Mendeleev's predicted elements

Dmitri Mendeleev published a periodic table of the chemical elements in 1869 based on properties that appeared with some regularity as he laid out the elements from lightest to heaviest.[1] When Mendeleev proposed his periodic table, he noted gaps in the table and predicted that as-then-unknown elements existed with properties appropriate to fill those gaps. He named them eka-boron, eka-aluminium and eka-silicon with atomic masses 44, 68 and 72 respectively.


To give provisional names to his predicted elements, Mendeleev used the prefixes eka-,[note 1] dvi-, and tri-, from the Sanskrit names of digits 1, 2, and 3,[3] depending upon whether the predicted element was one, two, or three places down from the known element of the same group in his table. For example, germanium was called eka-silicon until its discovery in 1886, and rhenium was called dvi-manganese before its discovery in 1926.

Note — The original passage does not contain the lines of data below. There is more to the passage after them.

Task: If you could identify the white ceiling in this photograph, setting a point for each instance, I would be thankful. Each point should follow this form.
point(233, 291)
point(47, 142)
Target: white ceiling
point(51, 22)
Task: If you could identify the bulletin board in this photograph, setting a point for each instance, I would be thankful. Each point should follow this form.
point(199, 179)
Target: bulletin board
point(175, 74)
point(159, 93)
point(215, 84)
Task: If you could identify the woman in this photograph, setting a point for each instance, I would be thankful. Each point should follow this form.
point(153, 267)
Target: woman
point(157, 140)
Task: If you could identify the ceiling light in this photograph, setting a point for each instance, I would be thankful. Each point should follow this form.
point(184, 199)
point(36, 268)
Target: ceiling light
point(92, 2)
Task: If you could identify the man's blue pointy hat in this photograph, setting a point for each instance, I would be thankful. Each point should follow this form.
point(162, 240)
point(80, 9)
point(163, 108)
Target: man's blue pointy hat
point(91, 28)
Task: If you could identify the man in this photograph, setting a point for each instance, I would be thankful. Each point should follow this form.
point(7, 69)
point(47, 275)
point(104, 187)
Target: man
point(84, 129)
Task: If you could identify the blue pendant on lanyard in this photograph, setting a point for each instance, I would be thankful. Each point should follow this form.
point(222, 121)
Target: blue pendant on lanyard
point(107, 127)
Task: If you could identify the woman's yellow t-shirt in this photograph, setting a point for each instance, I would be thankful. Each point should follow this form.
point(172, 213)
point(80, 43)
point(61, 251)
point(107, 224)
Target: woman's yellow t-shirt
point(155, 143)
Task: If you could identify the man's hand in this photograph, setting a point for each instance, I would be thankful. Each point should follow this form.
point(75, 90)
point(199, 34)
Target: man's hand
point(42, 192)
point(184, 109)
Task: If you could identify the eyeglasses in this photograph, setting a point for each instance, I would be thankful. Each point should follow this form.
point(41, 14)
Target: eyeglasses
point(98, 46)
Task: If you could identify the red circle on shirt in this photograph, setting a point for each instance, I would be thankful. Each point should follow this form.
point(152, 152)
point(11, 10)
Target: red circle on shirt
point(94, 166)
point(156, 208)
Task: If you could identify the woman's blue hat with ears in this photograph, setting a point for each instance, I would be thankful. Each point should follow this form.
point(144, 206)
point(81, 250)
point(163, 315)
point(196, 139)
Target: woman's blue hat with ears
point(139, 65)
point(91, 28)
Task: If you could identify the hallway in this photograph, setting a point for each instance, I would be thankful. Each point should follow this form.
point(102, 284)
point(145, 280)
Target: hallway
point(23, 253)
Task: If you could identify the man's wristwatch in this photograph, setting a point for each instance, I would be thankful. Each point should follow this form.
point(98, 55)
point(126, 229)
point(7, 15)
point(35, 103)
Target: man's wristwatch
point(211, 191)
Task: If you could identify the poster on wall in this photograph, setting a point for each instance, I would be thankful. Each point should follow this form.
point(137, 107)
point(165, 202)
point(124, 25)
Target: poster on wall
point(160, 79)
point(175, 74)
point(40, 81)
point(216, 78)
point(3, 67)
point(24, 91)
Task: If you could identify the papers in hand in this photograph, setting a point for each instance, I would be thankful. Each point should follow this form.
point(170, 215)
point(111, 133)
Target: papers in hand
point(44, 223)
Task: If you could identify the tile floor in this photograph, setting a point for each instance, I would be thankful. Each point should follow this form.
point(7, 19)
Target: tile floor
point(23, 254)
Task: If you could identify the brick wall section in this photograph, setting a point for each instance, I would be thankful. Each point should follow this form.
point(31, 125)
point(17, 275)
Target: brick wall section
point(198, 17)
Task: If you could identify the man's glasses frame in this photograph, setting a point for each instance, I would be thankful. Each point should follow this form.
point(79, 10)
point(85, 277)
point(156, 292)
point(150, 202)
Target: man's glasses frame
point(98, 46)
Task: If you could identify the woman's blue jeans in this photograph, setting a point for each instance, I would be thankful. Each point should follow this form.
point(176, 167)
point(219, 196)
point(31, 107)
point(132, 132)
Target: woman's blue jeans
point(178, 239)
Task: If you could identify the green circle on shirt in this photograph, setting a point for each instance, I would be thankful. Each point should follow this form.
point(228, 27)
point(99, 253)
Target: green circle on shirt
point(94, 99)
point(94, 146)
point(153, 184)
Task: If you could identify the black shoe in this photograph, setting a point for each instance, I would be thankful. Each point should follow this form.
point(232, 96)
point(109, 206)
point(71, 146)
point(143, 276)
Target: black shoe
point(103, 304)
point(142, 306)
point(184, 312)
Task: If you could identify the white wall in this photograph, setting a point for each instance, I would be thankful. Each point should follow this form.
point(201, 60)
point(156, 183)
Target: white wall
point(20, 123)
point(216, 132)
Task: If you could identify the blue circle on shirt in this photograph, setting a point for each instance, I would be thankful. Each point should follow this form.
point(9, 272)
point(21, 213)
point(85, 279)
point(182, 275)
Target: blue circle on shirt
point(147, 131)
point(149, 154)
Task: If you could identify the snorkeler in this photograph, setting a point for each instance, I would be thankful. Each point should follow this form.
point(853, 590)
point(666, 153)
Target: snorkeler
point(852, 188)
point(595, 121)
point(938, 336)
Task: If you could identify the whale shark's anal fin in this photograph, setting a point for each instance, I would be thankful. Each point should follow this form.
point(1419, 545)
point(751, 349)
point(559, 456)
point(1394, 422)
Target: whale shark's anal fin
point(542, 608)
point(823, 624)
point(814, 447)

The eka- prefix was used by other theorists, and not only in Mendeleev's own predictions. Before the discovery, francium was referred to as eka-caesium, and astatine as eka-iodine. Sometimes, eka- is still used to refer to some of the transuranic elements, for example, eka-actinium (or dvi-lanthanum) for unbiunium. But current official IUPAC practice is to use a systematic element name based on the atomic number of the element as the provisional name, instead of being based on its position in the periodic table as these prefixes require.